Kepemilikan Penerima
Pendanaan iklim sering kali dikaitkan dengan persyaratan dan tidak didistribusikan dan digunakan sesuai dengan kebutuhan penerima. Sebagai contoh, proyek yang didanai sering kali harus selaras dengan prioritas politik atau ekonomi pemberi dana, meskipun hal ini bertentangan dengan kebutuhan penerima. Dana kerugian dan kerusakan harus memastikan bahwa masyarakat yang terkena dampak memiliki kekuatan pengambilan keputusan yang memadai tentang bagaimana dana tersebut digunakan untuk memungkinkan pemulihan mereka.
Hal ini dapat mencakup penyerahan pengambilan keputusan ke tingkat yang paling rendah dan memungkinkan perwakilan masyarakat untuk mengelola anggaran proyek. Perwakilan masyarakat juga dapat duduk di dewan dana di tingkat global.
Transparansi dan Akuntabilitas
Persyaratan transparansi dan akuntabilitas saat ini menjadi beban bagi negara penerima bantuan. Mereka diharapkan untuk melaporkan secara teratur kegiatan dan pengeluaran mereka, terutama agar pemberi dana dapat mengontrol penggunaan uangnya. Laporan-laporan ini sering kali juga merupakan satu-satunya sumber informasi mengenai hasil dan dampak dari proyek-proyek yang didanai. Namun laporan-laporan tersebut bias terhadap prioritas pemberi dana dan cenderung mengabaikan kegagalan dan dampak negatif, sehingga membatasi kapasitas untuk perbaikan.
Dana kerugian dan kerusakan harus menanamkan pendekatan independen dan partisipatif terhadap pemantauan dan evaluasi dalam struktur mereka dan menciptakan mekanisme akuntabilitas yang memberdayakan masyarakat penerima. Hal ini dapat mencakup jaminan bahwa masyarakat yang terkena dampak memiliki akses terhadap informasi tentang proses mengakses dana dan bagaimana keputusan dibuat.

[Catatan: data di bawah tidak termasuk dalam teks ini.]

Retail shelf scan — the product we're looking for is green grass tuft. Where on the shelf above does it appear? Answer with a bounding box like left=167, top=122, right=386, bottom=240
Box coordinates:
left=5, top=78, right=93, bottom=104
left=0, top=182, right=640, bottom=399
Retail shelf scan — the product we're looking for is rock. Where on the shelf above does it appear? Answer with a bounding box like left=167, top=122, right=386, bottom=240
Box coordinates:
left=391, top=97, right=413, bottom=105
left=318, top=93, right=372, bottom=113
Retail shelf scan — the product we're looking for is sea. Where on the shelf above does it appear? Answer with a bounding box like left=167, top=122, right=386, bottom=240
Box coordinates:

Dana kerugian dan kerusakan bersih memiliki potensi untuk membuat sejarah dan mengubah pendanaan iklim menjadi lebih baik. Namun, hal ini hanya dapat terjadi jika orang-orang yang merancangnya mengedepankan kebutuhan dan tuntutan dari masyarakat yang rentan. Para negosiator iklim harus berinteraksi dengan masyarakat sipil dan perwakilan masyarakat dari negara-negara yang rentan terhadap perubahan iklim untuk memastikan bahwa pandangan mereka menjadi fokus utama dalam perancangan dana tersebut.